Rural communities have been transformed by LEADER, a fund and a programme born out of a deep European analysis of rural decline from Estonia to the Erris Peninsula. And there is much more to it than that. The Union is a symptom and symbol of emerging global realities. If I may quote Yuval Noah Harari again: "The appearance of essentially global problems, such as melting ice caps, nibbles away at whatever legitimacy remains to the independent nation states."

I was in the magnificent Royal Palace in Madrid, surrounded by the fruits of imperial aggrandisement when my twitter account alerted me to a video clip of a speech delivered in the EU Parliament by a Spanish MEP, Esteban Gonzalez Pons. He was speaking in a debate honouring the 60th anniversary of the signing of the Treaty of Rome.
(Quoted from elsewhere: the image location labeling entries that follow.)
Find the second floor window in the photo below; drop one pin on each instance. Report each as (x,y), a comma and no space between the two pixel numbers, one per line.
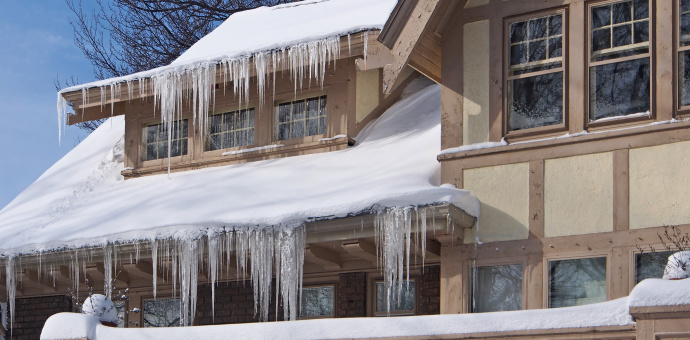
(300,118)
(619,66)
(231,129)
(156,140)
(535,72)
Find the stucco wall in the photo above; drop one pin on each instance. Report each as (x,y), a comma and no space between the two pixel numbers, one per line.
(475,87)
(504,195)
(660,185)
(367,96)
(578,195)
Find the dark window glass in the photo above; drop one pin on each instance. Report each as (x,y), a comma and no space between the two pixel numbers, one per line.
(619,88)
(577,282)
(496,288)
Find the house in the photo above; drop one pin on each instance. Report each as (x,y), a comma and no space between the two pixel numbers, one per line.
(551,152)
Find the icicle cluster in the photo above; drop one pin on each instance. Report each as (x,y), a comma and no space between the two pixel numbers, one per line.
(275,251)
(394,234)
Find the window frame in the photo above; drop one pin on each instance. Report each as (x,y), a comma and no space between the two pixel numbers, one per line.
(651,55)
(159,161)
(335,299)
(681,111)
(565,48)
(371,294)
(291,99)
(207,135)
(577,256)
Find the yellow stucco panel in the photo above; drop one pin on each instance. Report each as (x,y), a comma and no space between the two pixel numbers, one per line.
(475,88)
(504,195)
(578,195)
(660,185)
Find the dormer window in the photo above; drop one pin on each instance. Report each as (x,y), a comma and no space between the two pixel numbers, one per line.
(155,138)
(300,118)
(231,129)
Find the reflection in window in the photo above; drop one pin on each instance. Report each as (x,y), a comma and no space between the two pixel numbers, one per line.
(535,73)
(156,140)
(651,265)
(496,288)
(619,74)
(231,129)
(162,313)
(402,302)
(306,117)
(577,282)
(317,301)
(684,53)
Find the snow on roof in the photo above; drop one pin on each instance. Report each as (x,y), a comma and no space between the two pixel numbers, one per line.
(269,28)
(612,313)
(83,200)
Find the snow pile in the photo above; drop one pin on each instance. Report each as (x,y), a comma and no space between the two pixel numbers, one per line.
(612,313)
(100,307)
(659,292)
(303,38)
(83,201)
(678,266)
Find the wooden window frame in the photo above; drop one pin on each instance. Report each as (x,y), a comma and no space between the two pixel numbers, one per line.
(542,130)
(619,120)
(335,298)
(547,272)
(494,263)
(207,142)
(296,140)
(371,292)
(682,111)
(157,161)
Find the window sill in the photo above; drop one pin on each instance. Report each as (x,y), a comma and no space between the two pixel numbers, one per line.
(567,139)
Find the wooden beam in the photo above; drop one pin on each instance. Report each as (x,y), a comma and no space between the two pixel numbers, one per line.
(328,259)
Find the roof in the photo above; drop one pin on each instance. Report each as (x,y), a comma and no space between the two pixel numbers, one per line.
(269,28)
(84,201)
Aside from crediting Europe with the dubious honour of ending communism, the speech is a powerful affirmation of what Europe is and seeks to be. "Europe is not a market. It's the will to live together. Leaving Europe isn't leaving a market. It's leaving shared dreams. We can have a common market, but if we don't have common dreams, we have nothing... Europe is the welfare state, it is democracy. Europe is fundamental human rights."

I leaned against an ornate colonnade in the Palacio Real and listened as the words of the MEP, spoken in a latter day version of the language of Cortés, drifted around the trappings and tapestries of imperial glory.

There was redemption in his words, there was redemption in listening to them in this place, there is redemption in this European Union.